Speakers :: Ricon

There is a trend towards distributed systems made up of rapidly changing ephemeral single function microservices that can be deployed globally using public clouds. Monitoring tools have tended to focus on a small number of slowly changing monolithic applications in a single datacenter at a time, so a new breed of monitoring tools is emerging that collect data every second, are cloud and container aware, and can see the flows of requests across microservices. Testing these tools is a challenge, and this talk will describe how the SimianViz simulator can be used to model interesting architectures and create stress tests and failure scenarios.

About Adrian Cockcroft

Adrian Cockcroft has had a long career working at the leading edge of technology. He's always been fascinated by what comes next, and he writes and speaks extensively on a range of subjects. At Battery, he advises the firm and its portfolio companies about technology issues and also assists with deal sourcing and due diligence.

Before joining Battery, Adrian helped lead Netflix's migration to a large scale, highly available public-cloud architecture and the open sourcing of the cloud-native NetflixOSS platform. Prior to that at Netflix he managed a team working on personalization algorithms and service-oriented refactoring.

Adrian was a founding member of eBay Research Labs, developing advanced mobile applications and even building his own homebrew phone, years before iPhone and Android launched. As a distinguished engineer at Sun Microsystems he wrote the best-selling "Sun Performance and Tuning" book and was chief architect for High Performance Technical Computing.
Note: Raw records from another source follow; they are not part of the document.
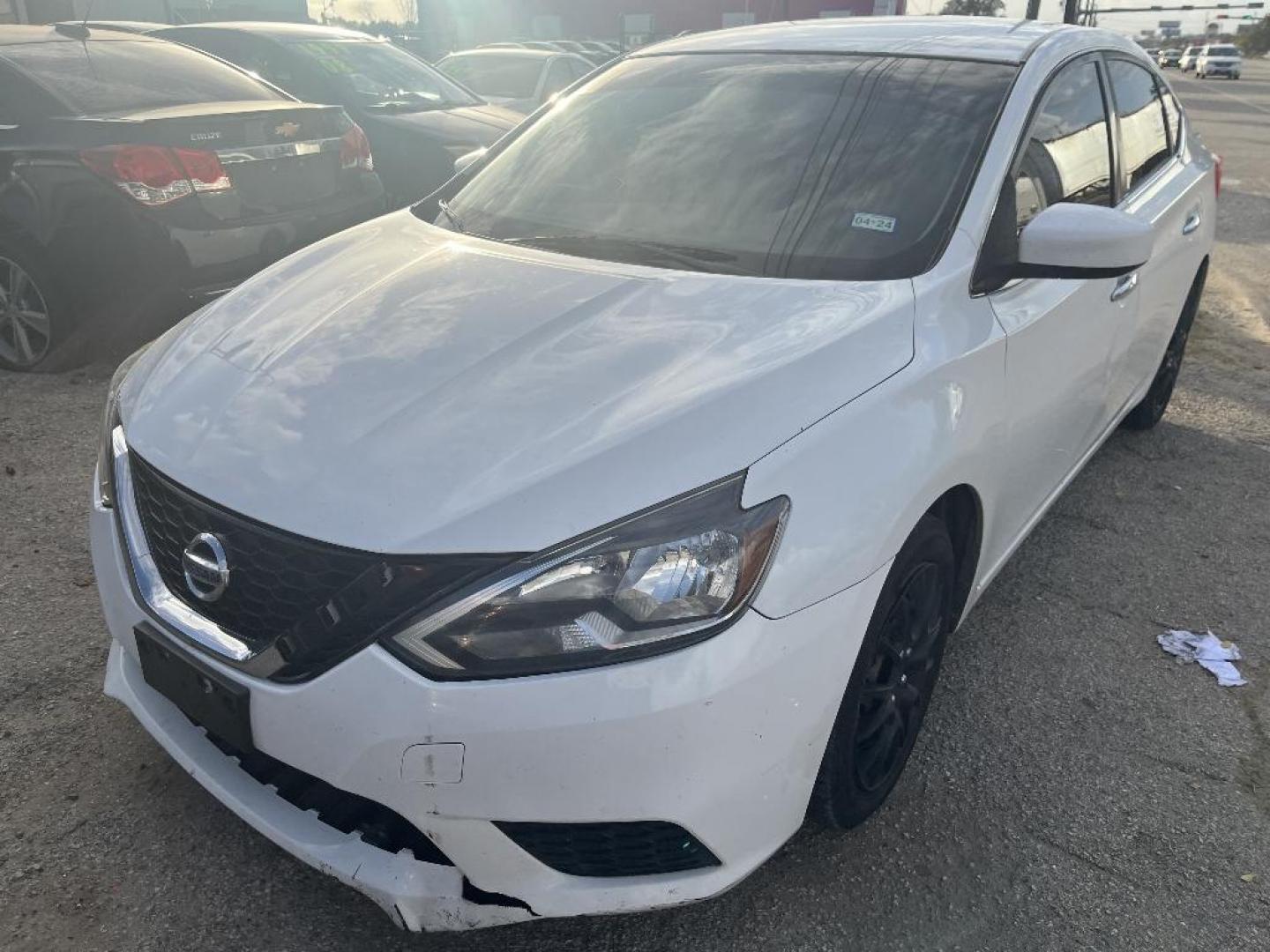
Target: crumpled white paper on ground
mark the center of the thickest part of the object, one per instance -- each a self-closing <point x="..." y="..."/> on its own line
<point x="1211" y="651"/>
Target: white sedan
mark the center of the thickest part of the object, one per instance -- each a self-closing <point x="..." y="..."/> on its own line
<point x="557" y="546"/>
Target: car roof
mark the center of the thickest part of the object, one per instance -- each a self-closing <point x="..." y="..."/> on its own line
<point x="16" y="34"/>
<point x="990" y="38"/>
<point x="280" y="31"/>
<point x="519" y="51"/>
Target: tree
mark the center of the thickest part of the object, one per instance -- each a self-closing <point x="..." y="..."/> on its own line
<point x="407" y="11"/>
<point x="973" y="8"/>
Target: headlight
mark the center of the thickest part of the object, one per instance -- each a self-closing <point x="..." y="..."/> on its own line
<point x="109" y="420"/>
<point x="652" y="583"/>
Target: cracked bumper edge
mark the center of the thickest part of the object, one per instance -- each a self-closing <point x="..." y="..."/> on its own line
<point x="418" y="896"/>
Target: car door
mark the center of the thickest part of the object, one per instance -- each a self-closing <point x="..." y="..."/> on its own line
<point x="1159" y="187"/>
<point x="1059" y="331"/>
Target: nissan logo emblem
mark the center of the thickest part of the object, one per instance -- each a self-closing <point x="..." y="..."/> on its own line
<point x="207" y="570"/>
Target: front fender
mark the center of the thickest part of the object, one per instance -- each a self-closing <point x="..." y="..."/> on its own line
<point x="860" y="479"/>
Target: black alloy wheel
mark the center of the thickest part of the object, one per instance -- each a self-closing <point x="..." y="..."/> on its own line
<point x="1152" y="406"/>
<point x="891" y="686"/>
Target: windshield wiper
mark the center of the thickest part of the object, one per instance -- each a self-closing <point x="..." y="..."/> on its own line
<point x="444" y="210"/>
<point x="693" y="259"/>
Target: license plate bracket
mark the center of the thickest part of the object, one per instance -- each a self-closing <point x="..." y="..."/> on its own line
<point x="202" y="693"/>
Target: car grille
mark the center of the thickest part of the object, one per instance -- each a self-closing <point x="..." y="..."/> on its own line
<point x="314" y="602"/>
<point x="638" y="848"/>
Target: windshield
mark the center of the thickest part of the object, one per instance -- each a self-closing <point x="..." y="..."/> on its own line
<point x="779" y="165"/>
<point x="496" y="75"/>
<point x="380" y="74"/>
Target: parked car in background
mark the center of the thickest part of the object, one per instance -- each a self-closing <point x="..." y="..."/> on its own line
<point x="516" y="79"/>
<point x="562" y="545"/>
<point x="138" y="178"/>
<point x="418" y="120"/>
<point x="1223" y="60"/>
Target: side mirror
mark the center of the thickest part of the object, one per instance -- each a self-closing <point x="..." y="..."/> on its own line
<point x="1070" y="240"/>
<point x="467" y="159"/>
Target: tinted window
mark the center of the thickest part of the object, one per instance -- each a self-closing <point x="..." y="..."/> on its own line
<point x="20" y="100"/>
<point x="1143" y="140"/>
<point x="805" y="167"/>
<point x="380" y="74"/>
<point x="493" y="75"/>
<point x="559" y="78"/>
<point x="1067" y="152"/>
<point x="121" y="77"/>
<point x="265" y="60"/>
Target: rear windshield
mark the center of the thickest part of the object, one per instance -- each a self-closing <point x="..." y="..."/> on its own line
<point x="780" y="165"/>
<point x="380" y="74"/>
<point x="117" y="77"/>
<point x="502" y="77"/>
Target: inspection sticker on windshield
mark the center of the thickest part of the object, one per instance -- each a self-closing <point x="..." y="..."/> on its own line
<point x="874" y="222"/>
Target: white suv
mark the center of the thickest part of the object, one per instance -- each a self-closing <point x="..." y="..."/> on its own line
<point x="557" y="545"/>
<point x="1220" y="61"/>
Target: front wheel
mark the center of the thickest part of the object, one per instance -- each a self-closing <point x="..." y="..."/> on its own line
<point x="892" y="682"/>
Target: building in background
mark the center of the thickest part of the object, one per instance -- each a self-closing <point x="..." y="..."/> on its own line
<point x="152" y="11"/>
<point x="634" y="22"/>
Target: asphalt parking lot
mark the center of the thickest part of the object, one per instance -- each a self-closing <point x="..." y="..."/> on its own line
<point x="1073" y="788"/>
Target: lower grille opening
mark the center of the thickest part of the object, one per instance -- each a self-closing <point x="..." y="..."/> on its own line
<point x="348" y="813"/>
<point x="637" y="848"/>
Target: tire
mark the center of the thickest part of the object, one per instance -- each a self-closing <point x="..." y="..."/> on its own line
<point x="891" y="686"/>
<point x="36" y="323"/>
<point x="1152" y="406"/>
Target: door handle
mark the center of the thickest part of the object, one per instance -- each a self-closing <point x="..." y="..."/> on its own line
<point x="1124" y="286"/>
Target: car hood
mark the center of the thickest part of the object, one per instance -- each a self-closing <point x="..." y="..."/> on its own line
<point x="479" y="124"/>
<point x="403" y="389"/>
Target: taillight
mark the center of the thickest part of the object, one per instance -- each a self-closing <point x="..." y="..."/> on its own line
<point x="355" y="150"/>
<point x="156" y="175"/>
<point x="204" y="169"/>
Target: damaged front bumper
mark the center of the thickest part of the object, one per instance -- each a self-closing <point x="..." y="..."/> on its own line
<point x="418" y="895"/>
He graduated from The City University, London with a Bsc in Applied Physics and Electronics, and was named one of the top leaders in Cloud Computing in 2011 and 2012 by SearchCloudComputing magazine. He can usually be found on Twitter @adrianco.

Follow Adrian @adrianco

The Internet of Things is not only exciting but has huge potential to benefit society. This talk highlights three key opportunities and associated technical challenges. First, indoor-location based services promise to have a huge impact with a variety of novel and surprising services – especially when we can get highly accurate estimates of a person's or object's indoor location. Second, software-defined infrastructure has contributed to great advancements in the cloud, data center, and other complex distributed systems. We describe how it can potentially provide even greater benefits to IoT via simplification, automation, and agility to roll out new applications and services. Third, while today's popular mobile-to-cloud architecture is highly successful, many IoT applications require an enhancement of this architecture where an additional layer (the "Fog") brings some of the cloud's capabilities to the edge of the network – including support for real-time analytics. We will highlight the technical challenges, recent advances toward their solution, and promising future directions of research.

About John Apostolopoulos

John Apostolopoulos is the VP/CTO of the Enterprise Segment where he drives the technology and architectural direction for Cisco's efforts in the enterprise space. John also directs the Innovation Labs within CTAO whose mission is to drive technology innovations aligned with Cisco's strategic directions. This covers the broad Cisco portfolio including the Internet of Things (IoT), enterprise mobility/BYOD, software defined networking (SDN) and SDN-empowered applications such as collaboration and security, video over wired/wireless networks, and network analytics. In addition, John co-leads Cisco's next-generation Enterprise Architecture effort.

Prior to joining Cisco, John was Lab Director for the Mobile & Immersive Experience Lab at HP Labs. His work spanned novel mobile devices and sensing, client/cloud multimedia computing, multimedia networking, signal processing, immersive video conferencing, SDN, and mobile streaming media content delivery networks for all-IP (4G) wireless networks.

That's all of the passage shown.